C'est par atavisme que vous avez cette empathie pour les gens du peuple ?
Je crois que j'écris sur les strates dont je suis issu. Je pense que c'est aussi pour cela que j'ai de l'affection pour mes personnages, de la compassion pour eux. Je pense, oui, que c'est directement mes origines qui parlent, là.
Ce sont des gens qu'on a méprisés ces dernières décennies ?

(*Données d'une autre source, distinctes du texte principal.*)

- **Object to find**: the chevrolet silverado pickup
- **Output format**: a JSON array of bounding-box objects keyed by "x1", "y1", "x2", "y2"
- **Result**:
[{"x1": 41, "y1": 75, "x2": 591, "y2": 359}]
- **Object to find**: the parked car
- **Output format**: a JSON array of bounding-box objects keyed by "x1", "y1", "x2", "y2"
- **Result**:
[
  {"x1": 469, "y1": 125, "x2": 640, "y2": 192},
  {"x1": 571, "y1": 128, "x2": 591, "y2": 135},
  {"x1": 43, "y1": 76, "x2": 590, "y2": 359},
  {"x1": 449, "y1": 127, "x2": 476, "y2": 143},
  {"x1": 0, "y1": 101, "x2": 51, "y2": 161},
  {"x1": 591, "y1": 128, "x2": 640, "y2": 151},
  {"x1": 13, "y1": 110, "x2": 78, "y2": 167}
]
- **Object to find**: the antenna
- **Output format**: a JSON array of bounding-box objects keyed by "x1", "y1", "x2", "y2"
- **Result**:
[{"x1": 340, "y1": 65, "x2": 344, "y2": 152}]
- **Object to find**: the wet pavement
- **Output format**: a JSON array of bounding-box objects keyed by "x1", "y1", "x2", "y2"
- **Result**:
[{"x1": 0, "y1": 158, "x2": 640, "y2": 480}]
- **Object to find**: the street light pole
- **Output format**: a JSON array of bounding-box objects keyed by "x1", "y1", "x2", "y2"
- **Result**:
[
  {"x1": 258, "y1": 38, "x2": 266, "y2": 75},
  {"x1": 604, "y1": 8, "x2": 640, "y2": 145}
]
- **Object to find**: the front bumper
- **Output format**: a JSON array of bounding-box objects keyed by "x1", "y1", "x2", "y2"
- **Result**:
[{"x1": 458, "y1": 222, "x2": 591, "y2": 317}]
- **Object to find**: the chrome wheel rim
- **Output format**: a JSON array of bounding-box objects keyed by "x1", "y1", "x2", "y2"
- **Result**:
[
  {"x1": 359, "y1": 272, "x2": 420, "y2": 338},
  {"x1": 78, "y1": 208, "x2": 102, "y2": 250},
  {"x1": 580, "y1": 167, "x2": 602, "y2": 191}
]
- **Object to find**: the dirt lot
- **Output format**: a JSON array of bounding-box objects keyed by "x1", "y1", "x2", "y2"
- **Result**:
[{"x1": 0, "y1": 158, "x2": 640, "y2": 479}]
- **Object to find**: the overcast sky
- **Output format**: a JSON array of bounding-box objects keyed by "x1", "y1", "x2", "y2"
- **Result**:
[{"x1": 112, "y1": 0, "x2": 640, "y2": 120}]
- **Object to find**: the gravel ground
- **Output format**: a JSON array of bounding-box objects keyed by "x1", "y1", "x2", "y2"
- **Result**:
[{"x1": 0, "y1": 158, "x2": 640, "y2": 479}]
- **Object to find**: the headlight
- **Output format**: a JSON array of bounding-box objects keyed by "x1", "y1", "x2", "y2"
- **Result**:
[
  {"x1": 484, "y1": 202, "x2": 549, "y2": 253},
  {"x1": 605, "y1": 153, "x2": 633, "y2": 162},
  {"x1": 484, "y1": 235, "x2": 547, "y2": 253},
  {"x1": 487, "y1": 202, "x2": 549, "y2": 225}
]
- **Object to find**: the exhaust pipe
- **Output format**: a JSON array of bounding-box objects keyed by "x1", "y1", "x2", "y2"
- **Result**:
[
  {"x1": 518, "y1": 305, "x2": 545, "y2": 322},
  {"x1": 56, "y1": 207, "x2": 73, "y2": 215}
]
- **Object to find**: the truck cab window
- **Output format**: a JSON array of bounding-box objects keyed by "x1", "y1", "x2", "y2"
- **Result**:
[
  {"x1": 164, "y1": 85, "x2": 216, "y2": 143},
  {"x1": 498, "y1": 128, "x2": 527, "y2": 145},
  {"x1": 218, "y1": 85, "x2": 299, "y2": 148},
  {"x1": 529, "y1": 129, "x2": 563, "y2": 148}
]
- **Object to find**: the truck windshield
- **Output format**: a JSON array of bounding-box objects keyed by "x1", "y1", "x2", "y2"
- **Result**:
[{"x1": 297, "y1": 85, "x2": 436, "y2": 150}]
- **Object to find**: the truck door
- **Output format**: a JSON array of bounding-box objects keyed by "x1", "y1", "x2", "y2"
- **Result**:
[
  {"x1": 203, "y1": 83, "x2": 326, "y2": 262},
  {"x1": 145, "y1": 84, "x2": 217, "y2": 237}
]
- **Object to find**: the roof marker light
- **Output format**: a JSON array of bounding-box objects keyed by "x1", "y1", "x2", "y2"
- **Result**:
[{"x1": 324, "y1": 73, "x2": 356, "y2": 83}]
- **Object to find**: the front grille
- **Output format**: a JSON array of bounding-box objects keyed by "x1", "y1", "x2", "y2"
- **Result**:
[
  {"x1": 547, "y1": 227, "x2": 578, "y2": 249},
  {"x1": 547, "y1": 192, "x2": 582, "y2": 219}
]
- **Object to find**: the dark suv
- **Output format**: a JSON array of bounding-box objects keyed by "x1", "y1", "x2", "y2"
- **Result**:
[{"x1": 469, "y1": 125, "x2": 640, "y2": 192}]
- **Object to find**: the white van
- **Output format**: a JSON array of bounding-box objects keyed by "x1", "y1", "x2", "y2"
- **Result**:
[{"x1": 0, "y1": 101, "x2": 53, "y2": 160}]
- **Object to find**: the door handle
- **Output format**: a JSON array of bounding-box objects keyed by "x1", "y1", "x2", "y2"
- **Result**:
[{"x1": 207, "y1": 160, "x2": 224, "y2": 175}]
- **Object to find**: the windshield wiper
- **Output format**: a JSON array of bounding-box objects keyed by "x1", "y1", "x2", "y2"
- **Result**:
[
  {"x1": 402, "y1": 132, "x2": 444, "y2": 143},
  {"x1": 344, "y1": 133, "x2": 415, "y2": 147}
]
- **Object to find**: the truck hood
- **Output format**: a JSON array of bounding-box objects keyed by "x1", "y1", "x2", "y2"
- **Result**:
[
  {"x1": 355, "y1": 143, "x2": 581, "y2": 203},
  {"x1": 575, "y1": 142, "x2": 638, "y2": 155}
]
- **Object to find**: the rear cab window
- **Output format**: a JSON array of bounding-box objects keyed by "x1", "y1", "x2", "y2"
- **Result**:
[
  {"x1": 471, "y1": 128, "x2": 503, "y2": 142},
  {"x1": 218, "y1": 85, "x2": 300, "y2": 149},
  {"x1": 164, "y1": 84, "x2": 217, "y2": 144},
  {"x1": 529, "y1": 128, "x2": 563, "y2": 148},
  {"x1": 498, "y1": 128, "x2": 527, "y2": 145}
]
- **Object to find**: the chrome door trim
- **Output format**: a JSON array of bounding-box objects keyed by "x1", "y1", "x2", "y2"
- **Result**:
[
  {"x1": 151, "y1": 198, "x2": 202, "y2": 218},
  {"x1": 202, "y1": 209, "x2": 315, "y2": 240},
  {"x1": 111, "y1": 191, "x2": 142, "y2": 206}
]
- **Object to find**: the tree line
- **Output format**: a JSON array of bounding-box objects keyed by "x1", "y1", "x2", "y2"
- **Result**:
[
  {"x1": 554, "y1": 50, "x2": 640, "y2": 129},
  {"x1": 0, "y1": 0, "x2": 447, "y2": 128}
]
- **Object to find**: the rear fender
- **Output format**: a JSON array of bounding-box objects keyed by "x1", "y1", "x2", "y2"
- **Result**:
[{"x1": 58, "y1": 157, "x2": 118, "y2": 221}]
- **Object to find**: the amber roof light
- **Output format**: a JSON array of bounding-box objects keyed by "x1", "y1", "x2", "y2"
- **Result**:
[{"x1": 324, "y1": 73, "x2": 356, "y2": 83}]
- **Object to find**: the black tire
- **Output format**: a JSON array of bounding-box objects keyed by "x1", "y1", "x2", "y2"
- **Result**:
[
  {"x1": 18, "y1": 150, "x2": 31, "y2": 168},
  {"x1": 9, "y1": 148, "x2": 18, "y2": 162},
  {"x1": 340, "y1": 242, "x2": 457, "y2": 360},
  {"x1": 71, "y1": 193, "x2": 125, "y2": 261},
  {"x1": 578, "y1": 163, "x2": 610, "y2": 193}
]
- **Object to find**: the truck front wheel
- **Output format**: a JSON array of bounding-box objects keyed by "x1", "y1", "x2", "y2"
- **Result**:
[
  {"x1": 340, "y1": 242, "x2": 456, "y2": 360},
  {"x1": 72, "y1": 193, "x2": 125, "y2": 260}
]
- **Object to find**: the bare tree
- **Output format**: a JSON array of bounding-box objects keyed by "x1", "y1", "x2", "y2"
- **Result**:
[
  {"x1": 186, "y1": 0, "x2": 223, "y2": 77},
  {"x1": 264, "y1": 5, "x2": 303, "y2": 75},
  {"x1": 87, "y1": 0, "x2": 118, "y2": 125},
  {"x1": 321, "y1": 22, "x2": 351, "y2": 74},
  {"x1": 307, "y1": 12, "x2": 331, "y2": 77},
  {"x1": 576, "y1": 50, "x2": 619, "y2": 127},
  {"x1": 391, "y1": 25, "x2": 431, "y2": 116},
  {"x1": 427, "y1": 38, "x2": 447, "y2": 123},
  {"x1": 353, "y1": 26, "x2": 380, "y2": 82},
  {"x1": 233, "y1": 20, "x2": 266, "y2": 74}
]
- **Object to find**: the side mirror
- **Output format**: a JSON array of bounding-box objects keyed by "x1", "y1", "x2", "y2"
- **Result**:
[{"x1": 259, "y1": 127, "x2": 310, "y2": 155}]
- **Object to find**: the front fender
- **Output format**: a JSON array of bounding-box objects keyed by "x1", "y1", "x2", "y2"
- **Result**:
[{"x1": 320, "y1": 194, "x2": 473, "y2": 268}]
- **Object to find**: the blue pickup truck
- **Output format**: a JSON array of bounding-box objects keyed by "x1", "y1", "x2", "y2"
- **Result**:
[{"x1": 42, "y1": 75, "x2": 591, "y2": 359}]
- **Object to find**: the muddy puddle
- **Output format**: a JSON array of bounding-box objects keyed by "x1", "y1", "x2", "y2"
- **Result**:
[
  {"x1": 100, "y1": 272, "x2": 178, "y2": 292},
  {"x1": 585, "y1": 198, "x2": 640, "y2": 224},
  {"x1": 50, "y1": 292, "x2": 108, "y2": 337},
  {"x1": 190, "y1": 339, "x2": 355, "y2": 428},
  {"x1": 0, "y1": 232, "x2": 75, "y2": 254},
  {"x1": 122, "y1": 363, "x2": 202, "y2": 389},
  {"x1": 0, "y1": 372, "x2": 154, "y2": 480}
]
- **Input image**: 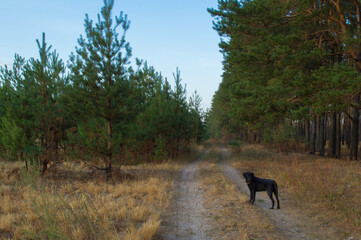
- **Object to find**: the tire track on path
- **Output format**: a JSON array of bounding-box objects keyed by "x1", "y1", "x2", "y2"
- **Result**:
[{"x1": 161, "y1": 160, "x2": 211, "y2": 240}]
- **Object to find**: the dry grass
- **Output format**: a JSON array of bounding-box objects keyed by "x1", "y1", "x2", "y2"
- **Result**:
[
  {"x1": 233, "y1": 145, "x2": 361, "y2": 236},
  {"x1": 0, "y1": 162, "x2": 180, "y2": 240},
  {"x1": 201, "y1": 159, "x2": 279, "y2": 240}
]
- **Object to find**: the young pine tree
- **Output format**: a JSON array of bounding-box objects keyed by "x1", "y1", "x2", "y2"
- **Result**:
[{"x1": 69, "y1": 0, "x2": 131, "y2": 177}]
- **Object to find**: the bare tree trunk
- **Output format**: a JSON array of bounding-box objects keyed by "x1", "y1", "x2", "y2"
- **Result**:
[
  {"x1": 350, "y1": 97, "x2": 360, "y2": 160},
  {"x1": 318, "y1": 115, "x2": 325, "y2": 156},
  {"x1": 335, "y1": 113, "x2": 341, "y2": 159},
  {"x1": 310, "y1": 116, "x2": 317, "y2": 154},
  {"x1": 327, "y1": 112, "x2": 336, "y2": 158}
]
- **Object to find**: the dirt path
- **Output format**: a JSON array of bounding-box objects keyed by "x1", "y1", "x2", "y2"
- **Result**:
[
  {"x1": 157, "y1": 148, "x2": 344, "y2": 240},
  {"x1": 218, "y1": 149, "x2": 342, "y2": 240},
  {"x1": 161, "y1": 160, "x2": 212, "y2": 240}
]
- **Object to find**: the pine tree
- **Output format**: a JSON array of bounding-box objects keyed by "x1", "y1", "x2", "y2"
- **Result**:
[{"x1": 69, "y1": 0, "x2": 132, "y2": 177}]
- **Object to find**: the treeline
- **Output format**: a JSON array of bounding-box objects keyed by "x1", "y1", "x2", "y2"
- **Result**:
[
  {"x1": 0, "y1": 0, "x2": 204, "y2": 174},
  {"x1": 208, "y1": 0, "x2": 361, "y2": 160}
]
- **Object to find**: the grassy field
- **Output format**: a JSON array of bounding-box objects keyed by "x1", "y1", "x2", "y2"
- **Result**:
[
  {"x1": 0, "y1": 162, "x2": 180, "y2": 240},
  {"x1": 232, "y1": 145, "x2": 361, "y2": 236},
  {"x1": 0, "y1": 145, "x2": 361, "y2": 240}
]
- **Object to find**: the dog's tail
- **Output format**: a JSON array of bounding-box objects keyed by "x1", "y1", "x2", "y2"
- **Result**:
[{"x1": 273, "y1": 182, "x2": 278, "y2": 195}]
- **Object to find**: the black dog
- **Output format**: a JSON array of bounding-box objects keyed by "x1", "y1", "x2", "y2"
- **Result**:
[{"x1": 243, "y1": 172, "x2": 280, "y2": 209}]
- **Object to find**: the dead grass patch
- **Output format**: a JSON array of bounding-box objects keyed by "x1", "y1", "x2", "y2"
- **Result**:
[
  {"x1": 233, "y1": 145, "x2": 361, "y2": 236},
  {"x1": 0, "y1": 162, "x2": 181, "y2": 240}
]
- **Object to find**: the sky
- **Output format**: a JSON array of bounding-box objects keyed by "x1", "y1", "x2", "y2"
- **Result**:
[{"x1": 0, "y1": 0, "x2": 222, "y2": 110}]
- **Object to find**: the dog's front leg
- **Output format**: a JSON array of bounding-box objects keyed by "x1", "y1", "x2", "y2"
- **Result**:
[{"x1": 251, "y1": 190, "x2": 256, "y2": 204}]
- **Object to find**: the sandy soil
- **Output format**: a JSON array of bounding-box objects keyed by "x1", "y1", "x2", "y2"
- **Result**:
[
  {"x1": 161, "y1": 161, "x2": 212, "y2": 240},
  {"x1": 159, "y1": 149, "x2": 353, "y2": 240}
]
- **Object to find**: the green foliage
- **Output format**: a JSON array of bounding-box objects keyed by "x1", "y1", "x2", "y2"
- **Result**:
[
  {"x1": 207, "y1": 0, "x2": 361, "y2": 141},
  {"x1": 0, "y1": 0, "x2": 205, "y2": 169}
]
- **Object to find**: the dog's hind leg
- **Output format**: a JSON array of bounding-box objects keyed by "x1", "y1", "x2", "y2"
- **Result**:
[
  {"x1": 274, "y1": 183, "x2": 280, "y2": 209},
  {"x1": 251, "y1": 190, "x2": 256, "y2": 204},
  {"x1": 267, "y1": 189, "x2": 275, "y2": 209}
]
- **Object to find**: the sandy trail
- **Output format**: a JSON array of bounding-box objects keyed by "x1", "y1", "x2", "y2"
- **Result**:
[
  {"x1": 157, "y1": 148, "x2": 342, "y2": 240},
  {"x1": 161, "y1": 160, "x2": 212, "y2": 240},
  {"x1": 218, "y1": 148, "x2": 337, "y2": 240},
  {"x1": 219, "y1": 162, "x2": 312, "y2": 240}
]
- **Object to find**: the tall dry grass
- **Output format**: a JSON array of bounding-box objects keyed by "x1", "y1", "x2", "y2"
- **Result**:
[
  {"x1": 0, "y1": 162, "x2": 180, "y2": 240},
  {"x1": 233, "y1": 145, "x2": 361, "y2": 236}
]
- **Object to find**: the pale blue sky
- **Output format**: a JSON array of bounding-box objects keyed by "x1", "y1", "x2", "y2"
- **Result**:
[{"x1": 0, "y1": 0, "x2": 222, "y2": 109}]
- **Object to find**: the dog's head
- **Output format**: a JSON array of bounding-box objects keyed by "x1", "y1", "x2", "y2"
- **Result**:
[{"x1": 243, "y1": 172, "x2": 254, "y2": 184}]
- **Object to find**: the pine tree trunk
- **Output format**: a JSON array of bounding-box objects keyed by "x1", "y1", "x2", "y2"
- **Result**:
[
  {"x1": 335, "y1": 113, "x2": 341, "y2": 159},
  {"x1": 345, "y1": 111, "x2": 351, "y2": 149},
  {"x1": 318, "y1": 115, "x2": 325, "y2": 156},
  {"x1": 310, "y1": 116, "x2": 316, "y2": 154},
  {"x1": 328, "y1": 112, "x2": 336, "y2": 158},
  {"x1": 305, "y1": 119, "x2": 310, "y2": 148},
  {"x1": 315, "y1": 115, "x2": 321, "y2": 152},
  {"x1": 350, "y1": 97, "x2": 359, "y2": 160}
]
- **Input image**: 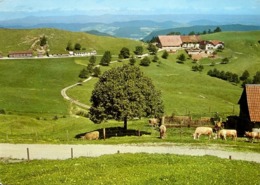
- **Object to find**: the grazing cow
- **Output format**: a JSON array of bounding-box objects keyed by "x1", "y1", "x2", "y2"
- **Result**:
[
  {"x1": 159, "y1": 125, "x2": 166, "y2": 139},
  {"x1": 148, "y1": 118, "x2": 160, "y2": 127},
  {"x1": 81, "y1": 131, "x2": 99, "y2": 140},
  {"x1": 217, "y1": 129, "x2": 237, "y2": 140},
  {"x1": 245, "y1": 132, "x2": 260, "y2": 143},
  {"x1": 193, "y1": 127, "x2": 213, "y2": 139}
]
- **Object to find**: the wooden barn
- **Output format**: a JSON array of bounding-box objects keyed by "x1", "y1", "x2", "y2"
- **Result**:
[
  {"x1": 225, "y1": 84, "x2": 260, "y2": 136},
  {"x1": 8, "y1": 51, "x2": 33, "y2": 58}
]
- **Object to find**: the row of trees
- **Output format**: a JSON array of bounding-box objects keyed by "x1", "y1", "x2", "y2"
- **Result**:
[
  {"x1": 239, "y1": 70, "x2": 260, "y2": 87},
  {"x1": 66, "y1": 41, "x2": 85, "y2": 51},
  {"x1": 79, "y1": 56, "x2": 101, "y2": 78},
  {"x1": 207, "y1": 68, "x2": 239, "y2": 83},
  {"x1": 207, "y1": 68, "x2": 260, "y2": 87}
]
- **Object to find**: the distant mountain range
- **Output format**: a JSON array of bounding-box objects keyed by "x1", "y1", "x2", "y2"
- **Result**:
[
  {"x1": 143, "y1": 24, "x2": 260, "y2": 41},
  {"x1": 0, "y1": 15, "x2": 260, "y2": 40}
]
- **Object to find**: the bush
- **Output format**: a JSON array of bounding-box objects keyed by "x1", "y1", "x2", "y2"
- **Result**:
[
  {"x1": 0, "y1": 109, "x2": 6, "y2": 114},
  {"x1": 220, "y1": 58, "x2": 229, "y2": 64},
  {"x1": 140, "y1": 57, "x2": 151, "y2": 66},
  {"x1": 162, "y1": 51, "x2": 169, "y2": 59}
]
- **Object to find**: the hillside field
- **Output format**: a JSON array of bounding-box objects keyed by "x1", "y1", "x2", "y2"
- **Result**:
[
  {"x1": 0, "y1": 29, "x2": 260, "y2": 121},
  {"x1": 0, "y1": 154, "x2": 260, "y2": 185}
]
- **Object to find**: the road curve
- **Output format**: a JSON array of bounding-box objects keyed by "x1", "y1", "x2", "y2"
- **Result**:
[
  {"x1": 61, "y1": 77, "x2": 92, "y2": 109},
  {"x1": 0, "y1": 144, "x2": 260, "y2": 163}
]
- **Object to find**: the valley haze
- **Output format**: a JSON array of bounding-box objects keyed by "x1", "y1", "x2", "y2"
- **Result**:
[{"x1": 0, "y1": 0, "x2": 260, "y2": 39}]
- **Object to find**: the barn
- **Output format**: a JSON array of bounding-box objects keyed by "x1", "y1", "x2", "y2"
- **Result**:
[{"x1": 8, "y1": 51, "x2": 33, "y2": 58}]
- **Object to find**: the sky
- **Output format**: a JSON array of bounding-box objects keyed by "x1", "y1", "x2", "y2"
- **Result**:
[{"x1": 0, "y1": 0, "x2": 260, "y2": 20}]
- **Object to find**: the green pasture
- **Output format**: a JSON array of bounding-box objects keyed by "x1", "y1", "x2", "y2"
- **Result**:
[
  {"x1": 201, "y1": 31, "x2": 260, "y2": 75},
  {"x1": 0, "y1": 115, "x2": 260, "y2": 153},
  {"x1": 0, "y1": 58, "x2": 82, "y2": 115},
  {"x1": 0, "y1": 154, "x2": 260, "y2": 185}
]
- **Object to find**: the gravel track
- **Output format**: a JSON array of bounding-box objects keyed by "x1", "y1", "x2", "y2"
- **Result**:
[{"x1": 0, "y1": 144, "x2": 260, "y2": 163}]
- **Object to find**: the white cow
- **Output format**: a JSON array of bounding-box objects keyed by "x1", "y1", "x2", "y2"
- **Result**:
[
  {"x1": 217, "y1": 129, "x2": 237, "y2": 140},
  {"x1": 193, "y1": 127, "x2": 213, "y2": 139}
]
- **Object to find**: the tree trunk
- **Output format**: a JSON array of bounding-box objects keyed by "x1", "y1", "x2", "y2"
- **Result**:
[{"x1": 124, "y1": 117, "x2": 127, "y2": 131}]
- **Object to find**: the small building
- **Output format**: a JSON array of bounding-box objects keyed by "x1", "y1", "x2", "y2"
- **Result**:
[
  {"x1": 181, "y1": 35, "x2": 201, "y2": 49},
  {"x1": 229, "y1": 84, "x2": 260, "y2": 136},
  {"x1": 8, "y1": 51, "x2": 33, "y2": 58},
  {"x1": 200, "y1": 40, "x2": 225, "y2": 53},
  {"x1": 158, "y1": 35, "x2": 182, "y2": 52},
  {"x1": 238, "y1": 84, "x2": 260, "y2": 126}
]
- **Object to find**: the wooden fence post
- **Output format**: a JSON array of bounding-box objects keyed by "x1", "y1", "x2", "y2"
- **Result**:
[
  {"x1": 103, "y1": 128, "x2": 106, "y2": 140},
  {"x1": 70, "y1": 148, "x2": 73, "y2": 159},
  {"x1": 26, "y1": 148, "x2": 30, "y2": 161}
]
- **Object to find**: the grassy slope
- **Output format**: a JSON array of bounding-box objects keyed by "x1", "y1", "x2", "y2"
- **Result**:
[
  {"x1": 202, "y1": 31, "x2": 260, "y2": 75},
  {"x1": 0, "y1": 29, "x2": 260, "y2": 116},
  {"x1": 0, "y1": 58, "x2": 81, "y2": 115},
  {"x1": 0, "y1": 154, "x2": 260, "y2": 185}
]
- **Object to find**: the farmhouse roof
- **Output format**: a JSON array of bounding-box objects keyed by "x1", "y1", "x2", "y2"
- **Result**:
[
  {"x1": 209, "y1": 40, "x2": 224, "y2": 46},
  {"x1": 239, "y1": 84, "x2": 260, "y2": 122},
  {"x1": 9, "y1": 51, "x2": 33, "y2": 55},
  {"x1": 158, "y1": 35, "x2": 182, "y2": 47},
  {"x1": 181, "y1": 35, "x2": 201, "y2": 43}
]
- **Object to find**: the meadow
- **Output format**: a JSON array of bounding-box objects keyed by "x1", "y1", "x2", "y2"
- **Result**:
[
  {"x1": 0, "y1": 154, "x2": 260, "y2": 185},
  {"x1": 0, "y1": 29, "x2": 260, "y2": 147}
]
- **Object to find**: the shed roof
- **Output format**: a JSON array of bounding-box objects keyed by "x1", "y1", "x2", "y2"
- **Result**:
[
  {"x1": 158, "y1": 35, "x2": 182, "y2": 47},
  {"x1": 245, "y1": 84, "x2": 260, "y2": 122},
  {"x1": 181, "y1": 35, "x2": 201, "y2": 43}
]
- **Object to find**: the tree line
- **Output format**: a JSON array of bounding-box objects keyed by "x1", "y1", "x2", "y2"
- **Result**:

Ce sont des gens qu'on a méprisés, des gens qu'on a oubliés, ce sont des gens qu'on a chassés. Je viens des Trente Glorieuses, à une époque où on pouvait espérer que nos enfants auraient une vie meilleure. Or, aujourd'hui, on leur livre une planète dont on sait qu'elle va être beaucoup plus difficile à vivre que celle que nous avons vécue. Toute une génération a été oubliée, toute une strate sociale a été oubliée, un peu méprisée et encore aujourd'hui, elle a bien du mal à se faire entendre.
Mais c'est cette génération qui crie le plus fort aujourd'hui?
Absolument. Je pense que c'est elle qui, d'une certaine manière, représente le mouvement social, le peuple, là, parle d'où il est.
Les technocrates n'entendent pas ?
Les technocrates les entendent, mais les technocrates ont la certitude qu'ils pensent mieux. Ce sont principalement des gens qui sont absolument convaincus d'être plus intelligents que les autres parce qu'ils ont fait des études. Ils ont simplement un peu plus de savoirs, mais ils confondent volontiers le savoir avec l'intelligence.
C'est le cas de notre président ?
Je pense qu'il se croit quelqu'un de tout à fait spécial. Il pense même que le fait qu'il soit arrivé aussi jeune à la présidence de la République est la preuve, d'une certaine manière, de son talent. Peut-être même de son génie politique.
Est-ce que ça rend le présent un peu plus acceptable de regarder dans le rétroviseur comme vous le faites?
Je ne pense pas que ça le rend plus acceptable, mais ça le rend plus compréhensible. Ce qui est très difficile dans les périodes comme les nôtres, où les repères s'effondrent assez facilement, où les grands récits ont fait faillite, c'est de se repérer, de comprendre ce qui nous arrive. Et c'est vrai que l'histoire permet de nous donner des marqueurs qui nous permettent, je crois, de mieux saisir la complexité dans laquelle nous sommes inscrits.